Fue precioso pasar tiempo juntas; era una de las principales razones por las cuales Dolly se había inscrito en el Servicio Voluntario de Mujeres (la otra, la esperanza de que la Oficina de Empleo no la reclutase para algo horroroso, como fabricar municiones). Ahora que lady Gwendolyn estaba tan apegada a ella (se negaba a conceder a Dolly más de un domingo al mes) y Vivien vivía atrapada en el ajetreado horario de esposa perfecta y voluntaria, era casi imposible que se viesen.

Dolly, que trabajaba con rapidez, estudiaba una blusa más bien sosa a fin de decidir si la marca Dior que lucía dentro de la costura le ayudaría a evitar la reencarnación en forma de venda, cuando la sobresaltó un golpe procedente de abajo. La puerta se cerró y enseguida la cocinera llamó a gritos a la chica que venía por la tarde a ayudar con la limpieza.

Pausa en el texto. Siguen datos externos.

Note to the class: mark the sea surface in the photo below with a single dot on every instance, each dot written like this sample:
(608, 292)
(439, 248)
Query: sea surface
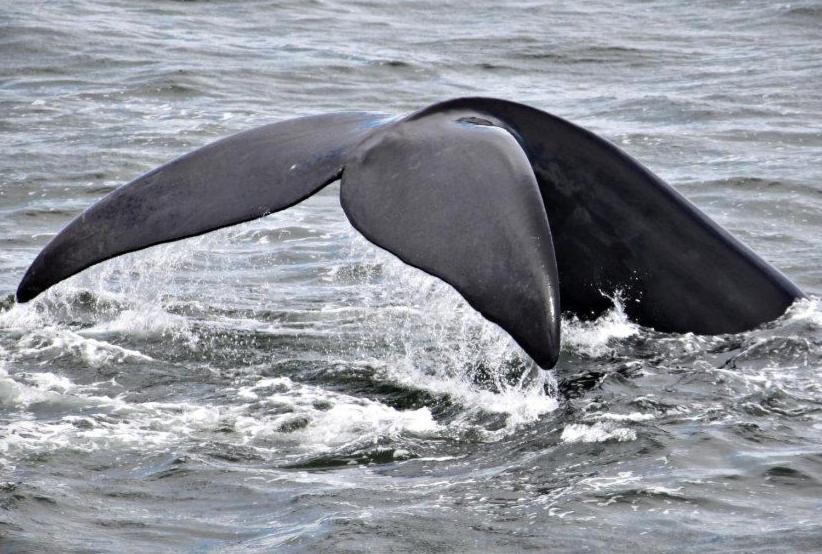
(283, 385)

Dolly miró el reloj de pared. Eran casi las tres y, por tanto, hora de despertar al oso durmiente. Cerró el sombrerero y lo escondió, se alisó la falda y se preparó para pasar otra tarde jugando a las solteronas.

—Otra carta de tu Jimmy —dijo Kitty, que la blandió ante Dolly cuando entró en el salón por la noche. Estaba sentada con las piernas cruzadas en la
chaise longue
mientras, junto a ella, Betty y Susan hojeaban un viejo ejemplar de
Vogue
. Habían apartado el piano de cola hacía meses, para horror de la cocinera, y la cuarta muchacha, Louisa, ataviada apenas con ropa interior, llevaba a cabo una desconcertante serie de ejercicios calisténicos sobre la alfombra de Besarabia.

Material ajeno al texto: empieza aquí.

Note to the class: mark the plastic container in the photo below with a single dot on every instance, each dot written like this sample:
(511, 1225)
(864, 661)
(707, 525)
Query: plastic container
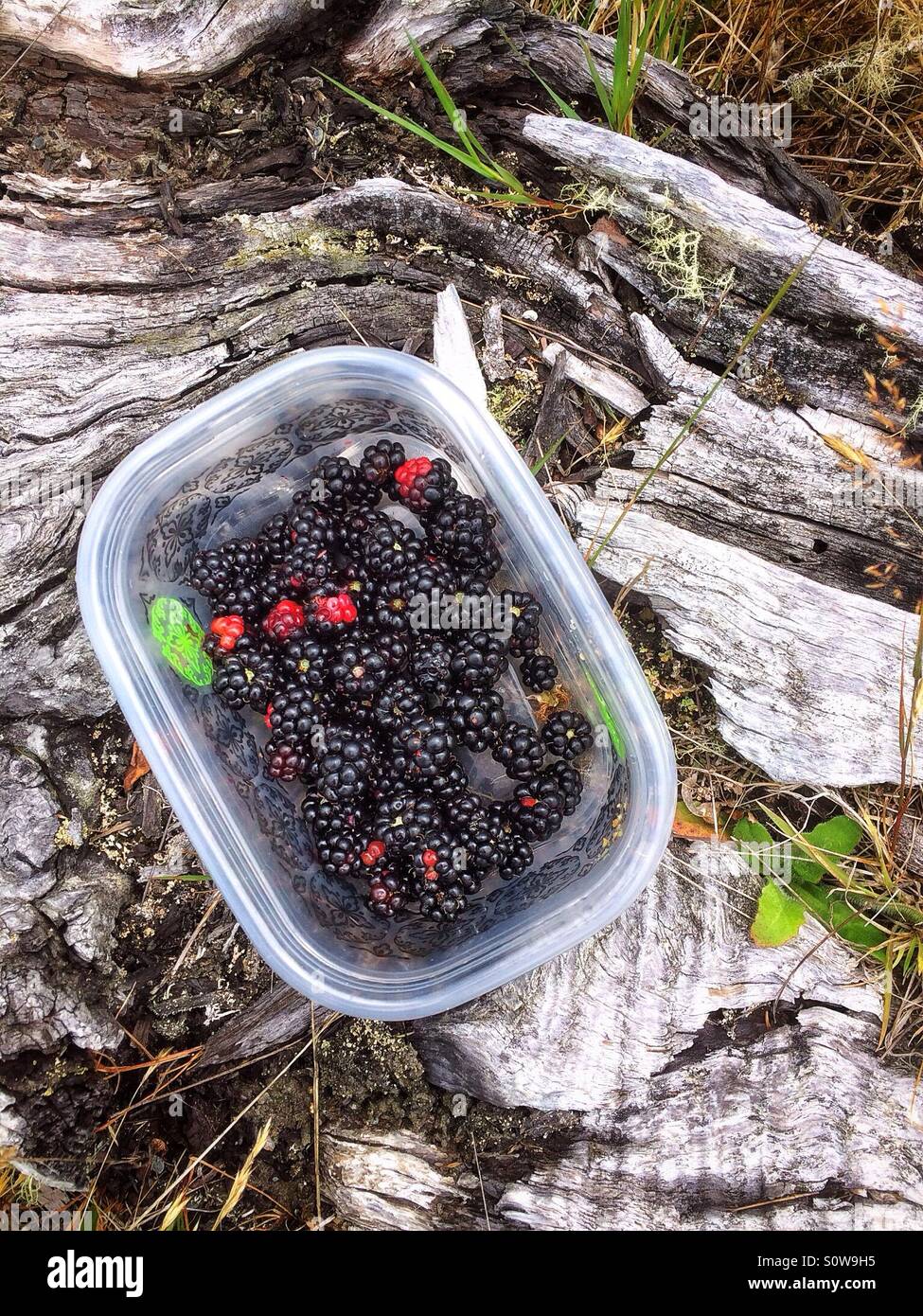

Dolly encendió un cigarrillo y dobló las piernas bajo su cuerpo en el viejo sillón de cuero. Las demás siempre dejaban ese sillón a Dolly. Nadie lo había admitido nunca, pero su posición como doncella de lady Gwendolyn le confería cierto prestigio entre el personal de la casa. Si bien solo había vivido en el 7 de Campden Grove uno o dos meses más que ellas, las chicas siempre acudían a Dolly, con todo tipo de preguntas acerca de cómo eran las costumbres o si les permitía explorar la casa. Al principio le había divertido, pero ahora no entendía por qué: así era como tenían que comportarse.

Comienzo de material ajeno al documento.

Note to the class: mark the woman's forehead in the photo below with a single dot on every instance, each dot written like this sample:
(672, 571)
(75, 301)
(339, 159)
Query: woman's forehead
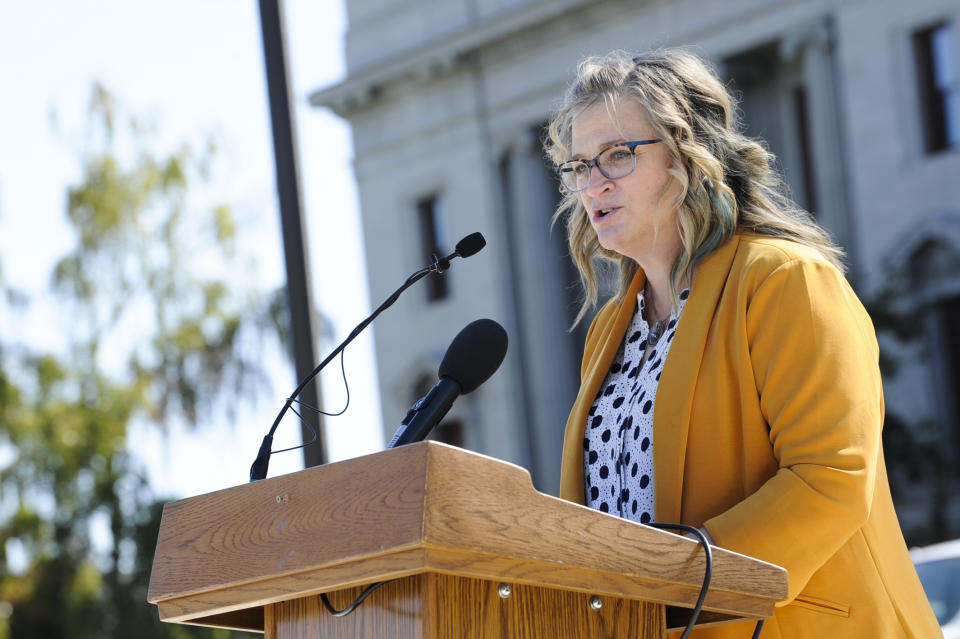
(608, 121)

Con un cigarrillo en la boca, abrió el sobre. Era una carta breve, escrita, decía, de pie en un tren del ejército abarrotado en el que iban como sardinas, y Dolly recorrió esos garabatos en busca de lo importante: había tomado fotografías de los desastres de la guerra en algún lugar del norte, estaba de regreso en Londres unos días y se moría de ganas de verla. ¿Estaba libre el sábado por la noche? Dolly casi gritó de placer.